In the present case, we performed tumor resection without reducing intussusception. Although it is controversial whether the intussuscepted intestine is reduced before resection for malignant tumors concurrent with the intussusception, many studies suggest that the reduction procedure can potentially increase the risk of unfavorable outcomes, which are as follows: (1) intraluminal seeding and venous tumor dissemination, (2) perforation and seeding of microorganisms and tumor cells to the peritoneal cavity, and (3) anastomotic complications of the manipulated friable and edematous bowel tissue [20,21,22,23]. In contrast, when a reduction procedure is not performed, excessive bowel resection would be required, and as a result, the reconstruction procedure would become more difficult. In fact, the resected line of the proximal intestine was very close to the ligament of Treitz in the present case. Fortunately, we could perform reconstruction by performing a delta-shaped anastomosis, leading to a favorable operative course.

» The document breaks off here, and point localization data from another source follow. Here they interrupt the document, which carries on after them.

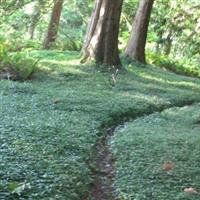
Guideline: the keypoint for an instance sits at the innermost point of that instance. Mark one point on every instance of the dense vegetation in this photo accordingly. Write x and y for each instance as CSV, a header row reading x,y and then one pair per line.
x,y
59,110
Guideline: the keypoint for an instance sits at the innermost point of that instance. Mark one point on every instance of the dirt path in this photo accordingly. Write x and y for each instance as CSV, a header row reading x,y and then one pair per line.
x,y
104,171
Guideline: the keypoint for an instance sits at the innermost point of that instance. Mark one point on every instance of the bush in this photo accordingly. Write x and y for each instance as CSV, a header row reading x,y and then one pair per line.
x,y
183,66
17,66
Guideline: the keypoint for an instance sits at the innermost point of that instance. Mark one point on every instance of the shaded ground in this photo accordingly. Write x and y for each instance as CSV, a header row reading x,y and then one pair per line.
x,y
50,125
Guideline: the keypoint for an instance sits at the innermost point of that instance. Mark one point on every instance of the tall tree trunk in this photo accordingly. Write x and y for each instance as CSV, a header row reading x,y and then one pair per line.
x,y
34,20
54,24
101,41
136,45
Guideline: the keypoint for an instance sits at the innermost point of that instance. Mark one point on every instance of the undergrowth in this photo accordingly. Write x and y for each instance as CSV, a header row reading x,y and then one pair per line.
x,y
50,124
143,146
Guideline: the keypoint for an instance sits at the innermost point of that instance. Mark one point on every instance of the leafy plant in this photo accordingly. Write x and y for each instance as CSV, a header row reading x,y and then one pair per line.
x,y
18,66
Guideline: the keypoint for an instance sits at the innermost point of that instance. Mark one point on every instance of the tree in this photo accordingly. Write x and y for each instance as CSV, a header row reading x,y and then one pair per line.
x,y
101,41
136,45
54,24
34,19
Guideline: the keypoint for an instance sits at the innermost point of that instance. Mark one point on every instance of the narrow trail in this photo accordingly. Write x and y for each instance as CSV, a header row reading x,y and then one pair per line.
x,y
104,172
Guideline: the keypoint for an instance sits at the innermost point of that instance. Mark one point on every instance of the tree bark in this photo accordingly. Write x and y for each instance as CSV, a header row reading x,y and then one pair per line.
x,y
101,43
54,24
34,20
136,45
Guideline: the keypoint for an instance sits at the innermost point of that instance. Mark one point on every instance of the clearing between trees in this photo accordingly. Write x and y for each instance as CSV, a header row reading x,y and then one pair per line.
x,y
54,129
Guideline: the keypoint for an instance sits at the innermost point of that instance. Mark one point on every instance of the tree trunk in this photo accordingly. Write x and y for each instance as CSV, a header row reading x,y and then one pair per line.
x,y
136,45
101,41
54,24
35,18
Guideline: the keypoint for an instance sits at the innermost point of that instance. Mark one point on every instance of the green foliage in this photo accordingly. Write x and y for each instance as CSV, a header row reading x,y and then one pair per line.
x,y
183,66
142,147
18,66
50,125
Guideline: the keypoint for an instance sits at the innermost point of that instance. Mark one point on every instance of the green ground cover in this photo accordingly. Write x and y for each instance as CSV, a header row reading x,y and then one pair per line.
x,y
49,125
142,147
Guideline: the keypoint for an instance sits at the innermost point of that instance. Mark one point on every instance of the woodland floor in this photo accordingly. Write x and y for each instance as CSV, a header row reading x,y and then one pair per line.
x,y
68,134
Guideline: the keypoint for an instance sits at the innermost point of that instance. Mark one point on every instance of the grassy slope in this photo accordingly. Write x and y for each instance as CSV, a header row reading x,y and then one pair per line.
x,y
49,125
143,146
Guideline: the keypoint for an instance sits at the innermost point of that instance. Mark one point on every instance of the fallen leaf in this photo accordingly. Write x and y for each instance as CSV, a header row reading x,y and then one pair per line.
x,y
55,101
190,190
168,166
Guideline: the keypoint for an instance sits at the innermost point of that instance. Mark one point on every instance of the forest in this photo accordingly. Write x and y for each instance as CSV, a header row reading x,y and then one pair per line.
x,y
99,99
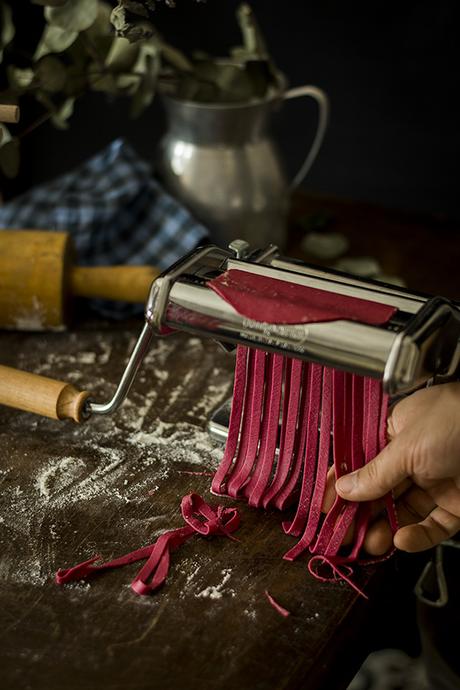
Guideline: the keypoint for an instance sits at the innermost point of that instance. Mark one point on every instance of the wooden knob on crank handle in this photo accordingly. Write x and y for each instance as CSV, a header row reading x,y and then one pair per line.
x,y
41,395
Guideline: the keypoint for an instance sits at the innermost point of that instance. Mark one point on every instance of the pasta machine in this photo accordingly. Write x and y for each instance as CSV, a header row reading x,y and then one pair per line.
x,y
418,343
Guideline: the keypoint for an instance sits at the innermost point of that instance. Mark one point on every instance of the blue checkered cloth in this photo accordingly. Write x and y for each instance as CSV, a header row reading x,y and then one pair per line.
x,y
116,212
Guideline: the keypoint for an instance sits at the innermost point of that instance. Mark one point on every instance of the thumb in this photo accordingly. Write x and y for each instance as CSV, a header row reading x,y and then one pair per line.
x,y
377,478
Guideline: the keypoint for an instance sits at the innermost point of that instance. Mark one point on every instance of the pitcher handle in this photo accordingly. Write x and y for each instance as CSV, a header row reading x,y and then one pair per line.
x,y
323,116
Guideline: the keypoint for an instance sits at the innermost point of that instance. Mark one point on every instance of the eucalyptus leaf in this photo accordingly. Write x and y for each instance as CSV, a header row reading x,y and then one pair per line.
x,y
132,29
253,40
75,15
54,40
18,78
122,55
101,27
7,30
147,66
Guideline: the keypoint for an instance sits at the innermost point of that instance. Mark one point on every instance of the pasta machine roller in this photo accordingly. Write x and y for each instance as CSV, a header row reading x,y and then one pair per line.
x,y
417,343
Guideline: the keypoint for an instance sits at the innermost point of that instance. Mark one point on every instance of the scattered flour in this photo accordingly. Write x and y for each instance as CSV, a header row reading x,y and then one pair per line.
x,y
215,591
113,461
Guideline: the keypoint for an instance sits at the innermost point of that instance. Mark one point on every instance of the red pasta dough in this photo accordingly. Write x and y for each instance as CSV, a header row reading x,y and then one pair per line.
x,y
321,417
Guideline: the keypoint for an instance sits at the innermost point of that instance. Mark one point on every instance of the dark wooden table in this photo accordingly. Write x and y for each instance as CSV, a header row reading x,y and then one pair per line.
x,y
115,484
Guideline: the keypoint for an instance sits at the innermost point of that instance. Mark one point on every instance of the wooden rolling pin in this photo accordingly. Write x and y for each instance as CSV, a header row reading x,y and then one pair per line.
x,y
38,278
41,395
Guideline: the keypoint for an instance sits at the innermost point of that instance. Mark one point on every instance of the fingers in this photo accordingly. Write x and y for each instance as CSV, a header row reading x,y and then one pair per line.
x,y
375,479
435,528
412,506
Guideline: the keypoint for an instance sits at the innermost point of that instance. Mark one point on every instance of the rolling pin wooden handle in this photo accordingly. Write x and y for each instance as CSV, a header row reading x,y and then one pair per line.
x,y
126,283
41,395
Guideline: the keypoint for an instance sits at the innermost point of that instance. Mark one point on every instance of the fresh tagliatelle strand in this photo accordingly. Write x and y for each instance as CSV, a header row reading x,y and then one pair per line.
x,y
200,517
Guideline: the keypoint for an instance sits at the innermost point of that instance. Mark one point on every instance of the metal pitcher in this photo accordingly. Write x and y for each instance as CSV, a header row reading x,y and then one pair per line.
x,y
222,162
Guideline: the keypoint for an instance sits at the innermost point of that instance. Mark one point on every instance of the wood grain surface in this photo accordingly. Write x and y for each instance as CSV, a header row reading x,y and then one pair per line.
x,y
114,484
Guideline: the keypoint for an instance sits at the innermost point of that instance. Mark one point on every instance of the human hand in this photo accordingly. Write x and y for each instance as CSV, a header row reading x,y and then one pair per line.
x,y
421,465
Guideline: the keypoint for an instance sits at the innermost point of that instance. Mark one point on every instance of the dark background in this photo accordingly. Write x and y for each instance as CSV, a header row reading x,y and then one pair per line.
x,y
391,72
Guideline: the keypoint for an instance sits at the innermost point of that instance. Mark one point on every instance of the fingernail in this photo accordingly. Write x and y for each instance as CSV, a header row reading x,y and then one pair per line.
x,y
347,483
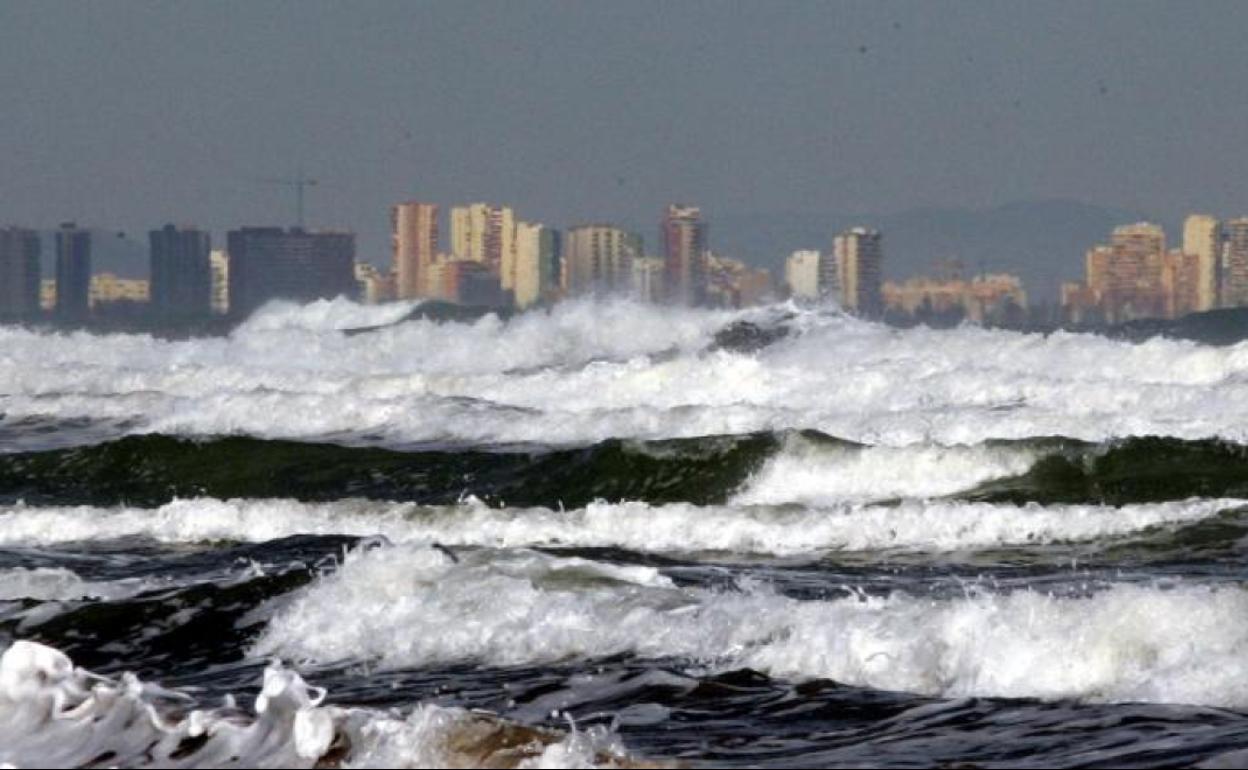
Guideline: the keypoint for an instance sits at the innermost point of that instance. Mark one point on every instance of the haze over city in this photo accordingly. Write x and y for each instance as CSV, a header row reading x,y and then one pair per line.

Therefore, we consider that resection without the reduction procedure is preferred for malignant tumors concurrent with intussusception, when the length of the intestine is adequate to safely perform anastomosis.

Conclusions

We present a case in which a totally laparoscopic surgery for leiomyosarcoma located at the angle of Treitz with jejunojejunal intussusception was successfully performed. In the present case report, this experience is too less to prove the procedure efficacy. Therefore, further studies and investigations to assess the safety and long prognosis of laparoscopic surgery for LMS at the angle of Treitz are necessary.